The NICU parent, by virtue of their baby's traumatic entrance to the world, has a unique set of expectations placed upon them, in addition to a unique set of stresses. I remember when my son had terrible colic symptoms after discharge, which caused him to cry for numerous hours a day every day for months, of feeling like I wasn't grateful enough to have him home, that I was taking his health for granted, that I shouldn't feel depressed or anxious because, after all, he was out of the NICU. What else could possibly be as serious as that?  The depression, the haunting memories of the NICU that often flared up over the course of his entire first year-- how could I let those things overshadow the fact that he survived, that he was with me, that at any moment I could hug him? The fact that we were on quarantine to prevent infection, keeping us away from any kind of meetup groups or any kind of regular support from other parents didn't help matters much.  The guilt and shame that had accompanied his NICU stay carried on throughout his first year, in the form of my own expectation for myself that I should be happy and grateful, that struggles with emotional challenges were selfish or pointless. 

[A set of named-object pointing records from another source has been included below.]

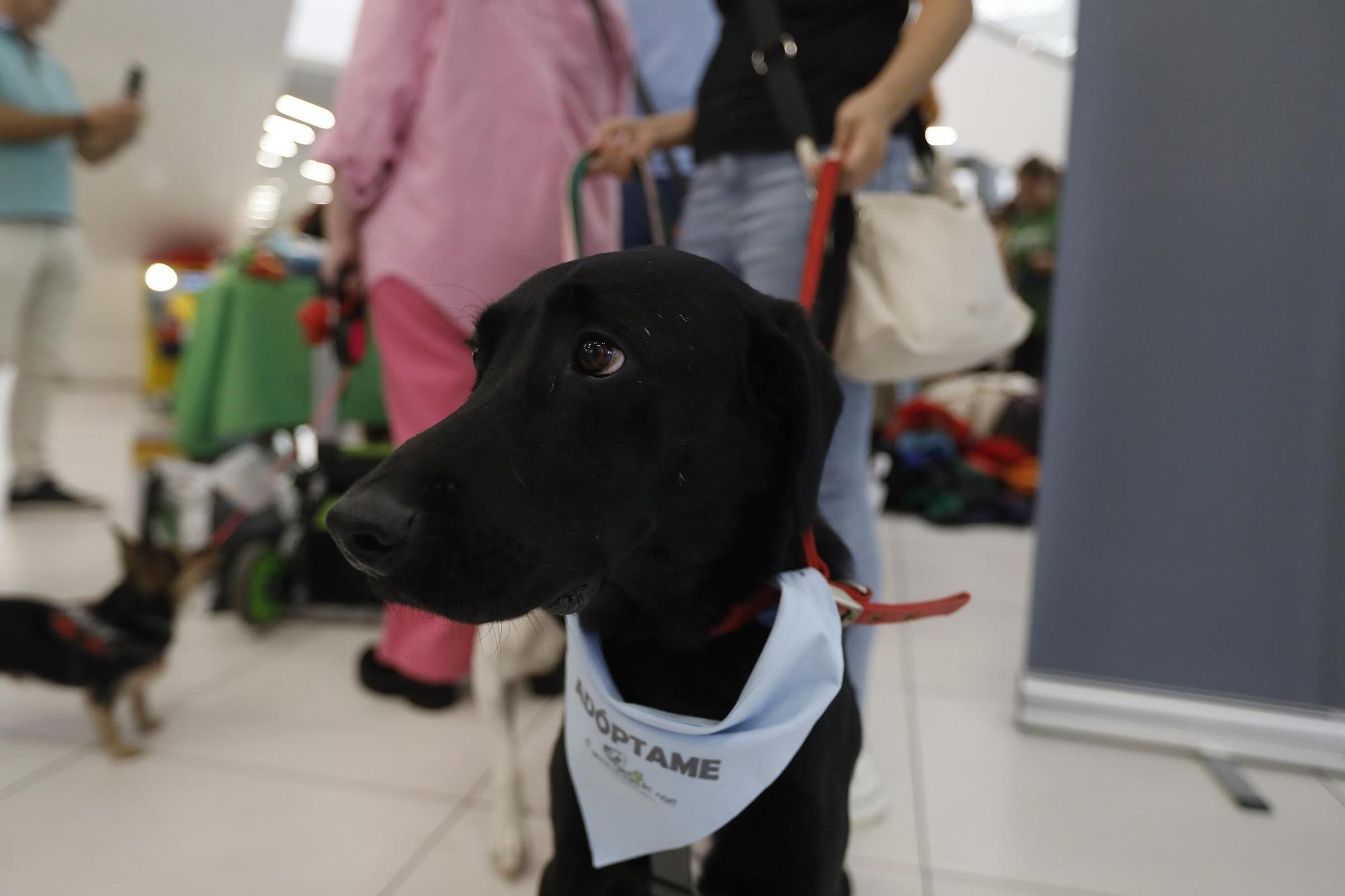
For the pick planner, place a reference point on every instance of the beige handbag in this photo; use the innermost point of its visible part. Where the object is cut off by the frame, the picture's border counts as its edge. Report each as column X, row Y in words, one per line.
column 926, row 290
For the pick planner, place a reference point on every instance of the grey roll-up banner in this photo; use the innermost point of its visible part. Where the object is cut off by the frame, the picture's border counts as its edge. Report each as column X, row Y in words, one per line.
column 1192, row 516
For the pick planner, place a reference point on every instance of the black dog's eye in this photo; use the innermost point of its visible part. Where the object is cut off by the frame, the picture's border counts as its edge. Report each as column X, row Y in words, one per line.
column 598, row 358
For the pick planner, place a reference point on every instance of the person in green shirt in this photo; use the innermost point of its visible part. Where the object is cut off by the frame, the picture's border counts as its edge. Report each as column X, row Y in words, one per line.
column 44, row 127
column 1028, row 229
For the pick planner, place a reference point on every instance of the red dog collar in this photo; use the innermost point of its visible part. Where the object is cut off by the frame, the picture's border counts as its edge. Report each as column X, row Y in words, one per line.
column 855, row 602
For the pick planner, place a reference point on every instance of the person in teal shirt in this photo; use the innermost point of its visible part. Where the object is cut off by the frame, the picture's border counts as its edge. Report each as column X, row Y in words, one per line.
column 1028, row 229
column 44, row 127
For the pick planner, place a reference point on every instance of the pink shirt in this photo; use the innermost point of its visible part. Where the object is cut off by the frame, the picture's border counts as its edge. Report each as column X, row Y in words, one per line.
column 457, row 126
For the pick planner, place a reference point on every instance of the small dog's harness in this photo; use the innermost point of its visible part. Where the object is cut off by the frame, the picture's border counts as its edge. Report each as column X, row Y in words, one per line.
column 855, row 602
column 93, row 635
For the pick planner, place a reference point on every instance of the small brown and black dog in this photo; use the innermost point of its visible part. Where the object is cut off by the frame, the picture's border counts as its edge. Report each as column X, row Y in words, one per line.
column 112, row 647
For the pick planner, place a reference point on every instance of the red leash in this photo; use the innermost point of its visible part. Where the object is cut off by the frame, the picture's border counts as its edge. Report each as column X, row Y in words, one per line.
column 855, row 602
column 829, row 178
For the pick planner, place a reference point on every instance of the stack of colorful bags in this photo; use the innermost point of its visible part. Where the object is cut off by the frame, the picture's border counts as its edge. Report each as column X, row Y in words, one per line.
column 950, row 473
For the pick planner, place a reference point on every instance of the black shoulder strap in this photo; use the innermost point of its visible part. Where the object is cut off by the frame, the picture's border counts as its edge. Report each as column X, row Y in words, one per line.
column 774, row 60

The NICU parent has to contend with the very real effects of trauma long after the discharge paperwork for their baby is signed. It's suspected that a staggering number, between 21-23%, of NICU parents have symptoms of PTSD. It's been found that amongst NICU dads, late-onset PTSD is common, cropping up sometimes as long as 6 months after the baby is home from the hospital (as a result, PTSD amongst NICU dads is underreported and difficult to measure). For moms and dads, untreated emotional trauma can wreak havoc on their ability to connect with their child or with each other well into the first few years of their child's life, and sometimes beyond. The very harsh experience of witnessing your child fight for their life can have profound influence on one's emotional health, and too often, no space is made for parents to grieve the experience, to put a name to what they lost, and to integrate that into their lives. Compounding that experience is the fact that NICU parents also have to deal with the very real threat that their child may have disabilities or health issues related to their prematurity or the medical issues that led to their NICU stay. 

As such, the NICU parent is not only held up to the expectation to be blissfully happy with their circumstances (sometimes, as it was in my case, by themselves), but they're contending with very serious, very real issues due to the fact that they were faced with an unpredictable, challenging, and in some ways emotionally devastating circumstance. With an implicit cultural assumption that parenting should be a joyous thing, too often we are silenced, and prevented from speaking to the struggles we may be contending with privately, afraid of the dark shadow that something like "mental health" might cast over our experiences. 

In resisting this silence, it becomes evident how powerful it can be for NICU parents (and parents in general!) to speak to the struggles they've had in parenting after discharge, to give a voice for others who may be too frightened to express it. In honor of Mental Health Awareness week, I'd like to make this a safe space to share your struggles as a parent, where you've gotten to with it, and if there has been any thing that's given you reprieve. Have you connected with other parents yet? How have you healed from your NICU experience? How would you like to see things change for others struggling with the same thing?